Maya Peleman


I am often angry. That feels a little awkward to say. Like I'm confessing that I have aggression issues. But I can say with certainty that I have no aggression problems. I am often angry. For several reasons. But especially about the climate. Because everyone acts as if we still have years to solve the problem. While it already feels to me that we are too late. A pessimistic view that is often contradicted, and yet I can't ignore the fact that I feel this way. I am unable to sweep my pessimism and anger away.

I tend to go along with Stephen Fry's statement. He was a guest in the Belgian television show 'Alleen Elvis Blijft Bestaan’. It was a conversation you can only have with Fry. Only he can make wisdom and light-heartedness fit so well. In addition to being an actor, writer, poet and activist, Fry is also bipolar. He talked about how he learned to live with his diagnosis and one sentence stuck with me: “The rain is real. If it's raining outside, it really is raining.”

When people are angry, they really are angry. It cannot be minimized or ignored. Maybe that's exactly the problem. That we try to pretend it's not there. From climate youth to prisoners. We pigeonhole them, throw in some stereotypes and turn our ears off. But we often forget that anger is more than yelling and yelling. David van Reybrouck talked about the hidden sadness behind the warm anger. People who are angry often have pain too.

It took us a long time to be able to show up vulnerable in society, but I think we can say that we find ourselves in an emotional revolution right now. Instagram accounts with inspiring quotes are popping up everywhere. Never before have we been recommended so much to sit down once in a while and consciously feel what we feel. "It's okay not to be okay." Grief is no longer considered a weakness; it can even be used as a strength. It is a revolution that was prepared for a long time, and I am fully fighting it. But anger seems to be left behind. It's kind of the black sheep among the emotions. Evil people are not liked and if they are too angry, we throw them out of society. So, we get institutions full of angry people who don't know how to handle their anger. What if anger is the very emotion that could change our world? What is the worth of our anger?

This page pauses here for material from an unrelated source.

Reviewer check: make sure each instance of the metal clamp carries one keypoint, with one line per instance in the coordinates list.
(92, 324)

So I'm sad. I'm sad about all the trees we cut and animals we kill and oceans we pollute. That hurts me and my pain is real. It's not an illusion. It is there and will convert into a lump of energy popularly referred to as 'anger'.

I wonder what the world would be like if we learned to recognize the beauty of anger. If we could see that there is so much energy in anger that we can use to work miracles. If we all became ‘angerpreneurs’. The angerpreneurs who find energy together not to give up. Because I can't ignore the fact that I sometimes look pessimistic about the climate, but I can try to convert it into a kind of hope. So maybe I'm proud of my 'being angry’.